La fertilité des sols subit un épuisement croissant
D’autres facteurs dégradants perturbent l’équilibre physique des sols : l’imperméabilisation, due à une urbanisation de plus en plus étendue des pays développés, l’encroutâge lié à la sécheresse ou encore le compactage. Le labour participe spécialement au tassement des terres. «Autrefois, les agriculteurs travaillaient les sols très superficiellement, à la main ou avec des chevaux», explique Claude Bourguignon. Aujourd’hui, les tracteurs, très lourds, compactent, bétonnent et empêchent donc l’oxygène et l’eau de rentrer dans les sols. Retournant la terre sur 30 centimètres, ils tuent par ailleurs toute la vie biologique qui est en surface pour l’enfouir en profondeur». Épuisement des éléments nutritifs, acidification, salinisation et pollution... Outre une santé physique dégradée, la chimie et la biologie des sols est aussi endommagée. «Le manque d’éléments nutritifs dans le sol est le premier obstacle à l’amélioration de la production vivrière et des fonctions du sol dans maints paysages dégradés», précise le rapport de la FAO. En Afrique, tous les pays - sauf trois - extraient plus d’éléments nutritifs du sol chaque année que n’en sont restitués par les engrais, les résidus de récolte, le fumier et autres matières organiques». Si certaines zones particulièrement appauvries pourraient profiter de fertilisants, de récentes analyses suggèrent que les ajouts annuels d’azote dans les systèmes agricoles causent de sérieux dommages environnementaux et que les additions de phosphore dépassent les limites de sécurité dans plusieurs régions agricoles majeures. Enfin, la biodiversité, qui représente un quart de la biodiversité mondiale, s’épuise. «Nous voyons s’effondrer l’activité biologique depuis plus de 25 ans en France», précise Claude Bourguignon. «Or, quand la vie s’en va, quand il n’y a plus de galeries, plus d’aérations par la faune, les sols se compactent et l’eau ne peut plus rentrer quand il pleut... D’où l’érosion».

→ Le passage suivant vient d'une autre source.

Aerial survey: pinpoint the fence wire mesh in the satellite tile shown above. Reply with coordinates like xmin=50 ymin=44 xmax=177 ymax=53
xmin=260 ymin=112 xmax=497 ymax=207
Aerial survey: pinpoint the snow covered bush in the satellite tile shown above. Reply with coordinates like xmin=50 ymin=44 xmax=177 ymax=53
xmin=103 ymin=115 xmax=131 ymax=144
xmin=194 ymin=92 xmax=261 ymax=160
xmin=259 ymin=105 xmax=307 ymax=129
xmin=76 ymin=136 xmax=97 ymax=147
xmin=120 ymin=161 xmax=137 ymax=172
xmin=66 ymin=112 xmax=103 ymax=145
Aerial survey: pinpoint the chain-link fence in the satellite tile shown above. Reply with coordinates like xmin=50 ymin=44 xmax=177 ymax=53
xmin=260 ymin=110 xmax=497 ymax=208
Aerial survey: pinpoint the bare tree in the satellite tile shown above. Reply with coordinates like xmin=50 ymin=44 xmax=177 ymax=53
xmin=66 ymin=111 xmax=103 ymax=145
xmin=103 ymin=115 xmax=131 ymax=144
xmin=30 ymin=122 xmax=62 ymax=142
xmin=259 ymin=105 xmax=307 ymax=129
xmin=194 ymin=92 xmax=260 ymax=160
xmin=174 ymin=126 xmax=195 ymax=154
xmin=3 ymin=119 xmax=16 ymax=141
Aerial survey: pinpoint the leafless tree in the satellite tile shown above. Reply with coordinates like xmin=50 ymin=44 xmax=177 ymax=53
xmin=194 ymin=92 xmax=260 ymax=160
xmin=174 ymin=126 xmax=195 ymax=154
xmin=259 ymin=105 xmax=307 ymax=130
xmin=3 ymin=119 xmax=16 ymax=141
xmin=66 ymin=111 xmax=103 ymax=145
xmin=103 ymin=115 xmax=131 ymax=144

Des spécificités dans chaque région
Si tous les sols de la planète sont affectés par l’ensemble des facteurs dégradants, des spécificités apparaissent pour chaque région (voir tableau). Certaines tendent à une légère amélioration de l’érosion, comme l’Europe, quand d’autres subissent à l’inverse une nette augmentation, amplifiée par les monocultures, la déforestation, les surpâturages et le changement climatique, tels l’Afrique subsaharienne - avec plus de 80 % de terres érodées - l’Asie, l’Amérique latine et les Caraïbes. L’Afrique du Nord et le Proche-Orient, aux terres semi ou hyper arides, souffrent, outre une érosion éolienne conséquentes, de salinisation en raison des températures élevées, de pratiques d’irrigation inappropriées et de l’intrusion d’eau de mer dans les zones côtières. Érosion et déséquilibre nutritionnel arrivent au premier plan dans les régions d’agriculture intensive de l’Amérique du Nord du fait d’une utilisation excessive d’engrais. L’Europe pâtit quant à elle de sols contaminés par les métaux lourds et les hydrocarbures. L’imperméabilisation sévit en Europe de l’Ouest et la salinisation se répand en Asie centrale et dans certaines régions d’Espagne, de Hongrie, de la Turquie et de la Russie. Enfin, l’acidification des terres constitue le problème le plus grave de la zone du Pacifique Sud-Ouest, notamment du sud de l’Australie et des collines de Nouvelles Zélande. Le tableau est d’autant plus menaçant face à des besoins alimentaires toujours croissants, dont l’augmentation est estimée à environ 70 % d’ici 2050 ! Ces dégradations ne sont pas encore irréversibles : freiner les dommages et engendrer des actions de réparations afin de parvenir à la restauration des sols doit devenir une priorité mondiale. Pourtant, «il n’existe pas encore de politique agricole internationale cohérente en matière de gestion des sols», avoue Jean-François Soussana, directeur scientifique environnement de l’Inra, «mais la position française est de défendre l’agroécologie, c’est-à-dire l’idée d’intégrer des régulations naturelles dans le fonctionnement des systèmes agricoles».